バケット33の開放により浚渫土砂をシュートを介してダンプトラックに放出する。
(5b)以上を繰り返して浚渫を行う。
【0028】
(6) 浚渫範囲の拡大
下部ガイド柱1Aの油圧シリンダー26を作動させ、リンク機構により揺動柱材22を前方に跳ね出し、浚渫範囲を広げる。図7はこの状態を示す。このとき、バケット部2は下端柱材24に沿って案内され、該下端柱材24の下端まで降下することができ、堆積土砂Qに着底する。
バケット部2の引上げは、油圧シリンダー26を収縮して揺動柱材22を元の状態に戻し、しかる後、引上げ用ワイヤー50aを巻き上げる。また、バケット部2の放出操作は(5a)の工程に準じる。
【0029】
(7) ガイド柱部1の移動
次いで、ガイド柱部1を吊り上げ、スライド架台部3の移動によりガイド柱部1を新たな位置に移動させ、前記(4) の工程をなし、(5)(6)の工程を実施する。
【0030】
(8) 以上の工程をもって人孔Pの底部の堆積土砂Qの浚渫が終了すれば、バケット部2を取り外し、次いで、ガイド柱部1を順次引き上げながら単位柱10を取り外してゆく。
以上をもって本浚渫施工は終了する。
【0031】
以上において、ガイド柱部1の建込みを作業車輌Hのスライド架台部3を介してなす場合には、工程(2) は工程(1) に先立ってなされ、工程(3) におけるワイヤー49の吊下げ作業は省略される。
【0032】
本実施形態の人孔内の浚渫施工によれば、ガイド柱部1はその長さに制約されず、単位柱10の継足しにより形成されるものであるので、断面の増大を来さず、該ガイド柱部1に装着されるバケット部2とともに人孔Pの開口Oを容易に通過し、深い人孔Pの底部の堆積土砂Qの浚渫を実施できる。

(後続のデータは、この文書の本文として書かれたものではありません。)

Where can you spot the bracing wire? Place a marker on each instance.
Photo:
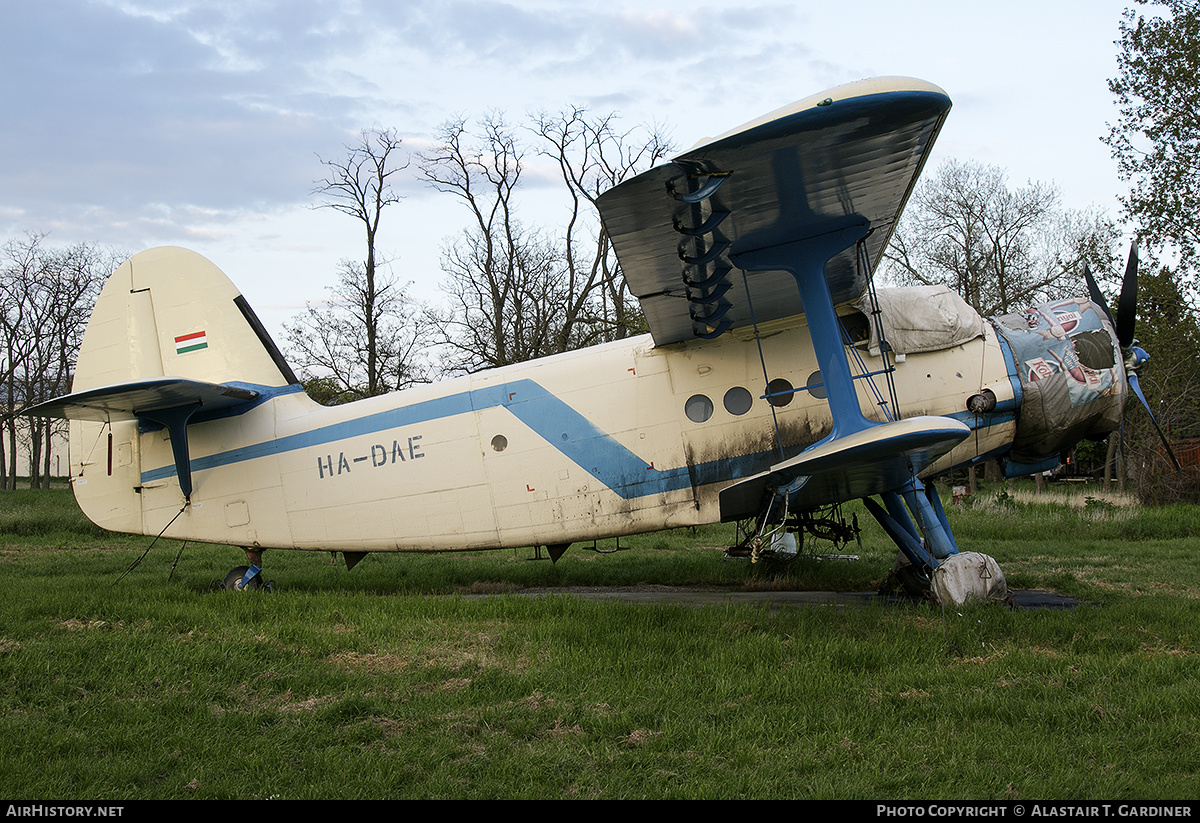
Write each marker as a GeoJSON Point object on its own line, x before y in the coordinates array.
{"type": "Point", "coordinates": [138, 562]}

また、ガイド柱部1は比較的短い単位柱10の継足しにより形成されるので、地上部での作業は単位柱10の長さに規定され、地上部での作業を可及的低くでき、このため、電力用架線・橋梁下での作業も可能となる。
更に、バケット部2はガイド柱部1にローラ36をもって案内され、安定して上下動をなし、かつ、下部ガイド柱1Aのリンク機構による跳出し機能をもって浚渫範囲を拡大できる。かつ、バケット部2は駆動ワイヤー50の引下げワイヤー50bによりバケット部2に対して堆積土砂Qに対する押圧力を付与することができ、浚渫性能が増大する。
本実施形態の浚渫装置Sによれば、スライド架台部3は水平に移動自在となっており、ガイド柱部1の位置移動並びに位置調整が容易に実施でき、施工効率が向上する。
【0033】
本実施形態においては、ガイド柱部1は案内フレーム42のシーブ45より吊設されるものであるが、ガイド柱部1の上下動を案内フレーム42に沿ってなす態様を採りうる。

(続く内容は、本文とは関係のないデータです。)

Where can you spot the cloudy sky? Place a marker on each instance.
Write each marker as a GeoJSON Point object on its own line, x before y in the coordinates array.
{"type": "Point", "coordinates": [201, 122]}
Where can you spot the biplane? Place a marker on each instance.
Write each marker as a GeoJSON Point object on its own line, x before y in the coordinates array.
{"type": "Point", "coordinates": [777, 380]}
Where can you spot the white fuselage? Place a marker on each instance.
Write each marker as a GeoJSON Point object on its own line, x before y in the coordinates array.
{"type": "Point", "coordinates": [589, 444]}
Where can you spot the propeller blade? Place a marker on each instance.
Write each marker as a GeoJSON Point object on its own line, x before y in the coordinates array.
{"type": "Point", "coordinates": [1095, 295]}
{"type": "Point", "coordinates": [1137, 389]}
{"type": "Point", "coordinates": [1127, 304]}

図18はその一態様を示す。図において、先の実施形態と同等の部材については同一の符号が付されている。
案内フレーム42の前面に複数の案内爪70が取り付けられ、ガイド柱部1の上部ガイド柱1Bの背面柱28を摺動可能に抱持する。
【0034】
本発明は叙上の実施の形態にのみ限定されるものではなく、本発明の基本的技術思想の範囲内で種々設計変更が可能である。すなわち、以下の態様は本発明の技術的範囲内に包含される。
▲1▼ガイド柱部1に付き、先の実施形態で示した単位柱10の継手14の構成に限定されず、他の適宜の構成を採りうる。

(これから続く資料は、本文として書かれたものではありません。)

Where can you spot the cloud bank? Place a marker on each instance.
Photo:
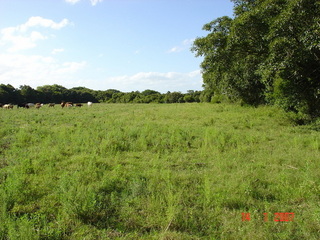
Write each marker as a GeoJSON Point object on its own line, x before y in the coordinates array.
{"type": "Point", "coordinates": [23, 36]}
{"type": "Point", "coordinates": [93, 2]}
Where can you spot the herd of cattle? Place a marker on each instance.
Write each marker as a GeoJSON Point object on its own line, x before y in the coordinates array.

▲2▼ガイド柱部1に付き、単位柱10の断面構成は先の実施形態に限定されず、他の形状を採りうる。
【0035】
【発明の効果】
本発明によれば、ガイド柱の長大化によってもその断面は一定断面に保持されるので、浚渫バケットの人孔開口部の進入を妨げず、大深度の伏越し人孔の堆積土砂の浚渫が可能となる。
また、ガイド柱は単位長の柱部材を継ぎ足して形成されるものであるので、地上部での高さは可及的に低くされ、狭隘な空間での作業が可能である。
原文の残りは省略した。